今回は、私が初めて見た時に衝撃を受けた「ズワルトピート(Zwarte Piet(複数形はPieten))」をご紹介したいと思います。
シンタクラースには「ズワルトピート」と呼ばれる侍従が付いてきます。オランダ語の意味は「黒いピート」。
何が黒いのかというと、顔。その名の通り、お顔が真っ黒なのです。
なぜ顔が真っ黒なのかというと諸説あるようなのですが、伝統的にはズワルトピートはスペインから来たムーア人だからとのこと。
ムーア人とは、北アフリカに住むアラビア語を話すイスラム教徒。ムーア人は711年にジブラルタル海峡を渡って、イベリア半島を支配したそうです。また、煙突をくぐってススが付いたから顔が汚れて黒くなったという説もあります。
近年では人種差別が考慮され、こちらの説明の方が好まれるようです。
顔のペイントも真っ黒だったり、汚れた風にちょっとだけ塗ったりとバリエーションがあります。
またピートの服装はとても派手です。一言で言うならば、ピエロ風。
16世紀の貴族の衣装がモチーフになっているらしいのですが、色の組み合わせと生地の素材といい、派手さにおいてはピエロに勝るとも劣りません。
真っ黒な顔にど派手なピエロ風の姿を初めて見た時に驚きといったら!
ズワルトピートは良い子に与えるお菓子の入った袋と、悪い子を叩くための白樺の棒と煙突ブラシを持っています。
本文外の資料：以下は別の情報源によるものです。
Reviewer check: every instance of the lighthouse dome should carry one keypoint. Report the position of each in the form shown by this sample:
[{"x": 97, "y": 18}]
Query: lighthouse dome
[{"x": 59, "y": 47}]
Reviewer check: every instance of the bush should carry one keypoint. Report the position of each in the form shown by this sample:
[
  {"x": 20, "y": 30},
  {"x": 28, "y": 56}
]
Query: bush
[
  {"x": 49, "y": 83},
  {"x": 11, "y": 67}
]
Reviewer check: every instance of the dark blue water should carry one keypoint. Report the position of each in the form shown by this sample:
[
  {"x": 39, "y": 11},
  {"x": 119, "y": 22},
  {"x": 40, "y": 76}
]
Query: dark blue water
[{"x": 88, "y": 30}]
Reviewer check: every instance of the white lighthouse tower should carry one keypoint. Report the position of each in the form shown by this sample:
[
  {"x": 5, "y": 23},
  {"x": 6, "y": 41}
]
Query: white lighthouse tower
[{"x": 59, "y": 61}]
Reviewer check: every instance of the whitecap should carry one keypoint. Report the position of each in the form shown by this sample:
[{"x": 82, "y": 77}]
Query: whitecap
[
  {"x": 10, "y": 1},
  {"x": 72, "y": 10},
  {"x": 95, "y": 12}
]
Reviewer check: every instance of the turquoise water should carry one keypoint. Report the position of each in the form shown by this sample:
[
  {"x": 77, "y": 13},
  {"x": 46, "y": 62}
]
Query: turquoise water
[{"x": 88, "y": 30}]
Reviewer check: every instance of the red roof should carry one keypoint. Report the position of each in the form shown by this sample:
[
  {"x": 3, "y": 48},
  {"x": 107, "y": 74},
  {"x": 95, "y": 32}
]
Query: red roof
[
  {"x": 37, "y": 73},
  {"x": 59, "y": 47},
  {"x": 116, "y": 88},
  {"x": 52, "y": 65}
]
シンタクラースは「シンタクラースの書」という大きな赤い本を持っているのですが、これにはそれぞれの子供が過去1年間良い子だったか悪い子だったかが記録されているそう。
ズワルトピートはいい子にはプレゼントをあげますが、悪い子は杖で叩いたり袋に詰めてスペインへ連れて帰ったりするとか。ちょっと怖いですよね…。
でもズワルトピートたちはとても愛嬌があり、お菓子をくれるので子どもたちの人気者です。
ズワルトピートがよく配っているのが、「ペイパーノートン(Pepernoten)」というこの時期ならではのお菓子。衛生ボーロを少し大きくした位の大きさのシナモン風味の焼き菓子です。
あと、アルファベットの形のチョコレート、ショコラデレター(Chocoladeletter)。AからZまであり、その子のイニシャルのものをあげます。こちらは家庭内や知人同士のプレゼントでしょうか。学校でもらってくることもあります。
オランダの子供達が1年で最も楽しみにしているシンタクラースの日。次回はオランダの家庭内でのユニークなシンタクラースの祝い方をご紹介したいと思います。